Teenager Jordan McCafferty, from Hillhouse in Hamilton, works with youth groups to educate others about the dangers of knife crime. The 19-year-old, a member of South Lanarkshire Youth Council, said: "We hear too many stories of young people being the cause of knife crime in society but the reality is that the majority of us are actively involved in just the opposite kind of behaviour and are committed to making a change for the better. We make a huge contribution to our communities and it's time that we were valued and recognised."
Mr MacAskill will tell the conference how the Scottish Government's No Knives Better Lives campaign has helped reduce knife crime.
The campaign is said to have contributed to a 20% reduction in the number of crimes of handling an offensive weapon since 2009, the year it was launched.
"Knife crime has been a blight on our communities for too long. This Government is working tirelessly to tackle this and through tough enforcement and education, we are getting the message through: knives cost lives," Mr MacAskill said.
"Our approach is making progress. Recorded crime is down to its lowest level in 37 years, backed by over 1,000 extra police on the streets, the number of people caught carrying offensive weapons is down to its lowest level in 10 years and are receiving the longest prison sentences in a decade.
"Education, early intervention and prevention has been vital in helping to achieve these results. There are no easy solutions and we acknowledge that more always needs to be done.

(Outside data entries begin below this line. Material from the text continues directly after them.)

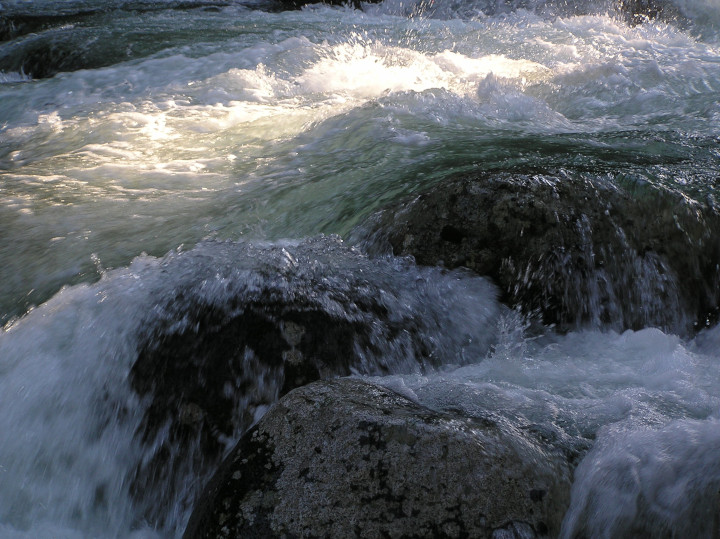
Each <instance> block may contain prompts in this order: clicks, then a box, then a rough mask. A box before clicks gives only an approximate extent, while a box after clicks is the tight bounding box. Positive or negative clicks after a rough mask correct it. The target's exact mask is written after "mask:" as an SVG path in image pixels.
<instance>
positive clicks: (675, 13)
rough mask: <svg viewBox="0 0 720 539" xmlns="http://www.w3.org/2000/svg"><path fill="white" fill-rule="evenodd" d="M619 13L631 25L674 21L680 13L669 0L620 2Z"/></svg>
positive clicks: (619, 2) (677, 16)
mask: <svg viewBox="0 0 720 539" xmlns="http://www.w3.org/2000/svg"><path fill="white" fill-rule="evenodd" d="M617 9H618V11H619V12H620V13H621V14H622V15H623V16H624V17H625V19H626V20H627V21H628V22H629V23H631V24H640V23H643V22H647V21H649V20H652V19H666V20H667V19H672V18H676V17H678V15H679V13H678V10H677V8H675V7H674V6H673V5H672V4H671V3H669V2H668V1H667V0H665V1H663V0H619V1H618V2H617Z"/></svg>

"By ensuring tough enforcement of the current laws and continuing efforts on education, diversion activities and tackling the root causes of violence, I believe we can and will see further progress towards a safer Scotland. There will be absolutely no let-up in our efforts."
In November the Justice Secretary announced plans to increase the maximum jail sentence for carrying a knife from four to five years. The proposed tougher sentences will be introduced through legislation at the Scottish Parliament this year, Mr MacAskill said.